Damla kafasıyla onaylarken adımlarını eve gitmek için yönlendirmişti. Erva hiç düşünmeden Damla'nın koluna girdi. Topukluluklarla zorlukla yürüyen Damla için bu iyi bir destek olmuştu.

Eve girdiklerinde Damla sıkıntıyla kendini koltuğa attı. Ne zor bir gündü onun için. Kaan denilen çocuğun sürekli yanına gelip kendisiyle uğraşması dişlerini sıkması için yeterli bir sebepti.

Erva mutluluk içinde konuştu.

''Rüya gibi bir geceydi.''

Damla arkadaşına kötü bir bakış atıp adımlarını odasına yöneltti.

''Ben yatmaya gidiyorum, iyi geceler.''

Erva başıyla onaylarken hızla arkasını dönüp Damla'ya baktı.

''İlaçlarını unuttun yine.''

Damla arkadaşına minnetle gülümserken mutfağa geçip bir bardağa suyunu doldurup odasına geçti. Yatağa uzandığında bugün olanları düşündü, kendini bilmez çocuğun ona karşı olan tutumlarını düşündü. Zorlukla uykuya daldı.

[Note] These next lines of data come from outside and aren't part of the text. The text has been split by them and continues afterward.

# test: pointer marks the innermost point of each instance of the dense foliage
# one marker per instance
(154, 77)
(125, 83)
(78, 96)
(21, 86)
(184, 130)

Kaan cephesinde ise olaylar tahmin ettiğinden de vahimdi. Fiyasko lakabını alsa yeriydi. Damla denilen kıza olan yaklaşımları tam bir fiyaskoydu. Ona yakınlaşma çabaları büyük bir hüsranla sonuçlanıyordu. Neden o kızı düşündüğünü, neden ona yaklaşmaya çalıştığını kendisi de bilmiyordu ama kızın reddedmesi ona karşı meydan okuması onu gözünde haylice farklı kılıyordu.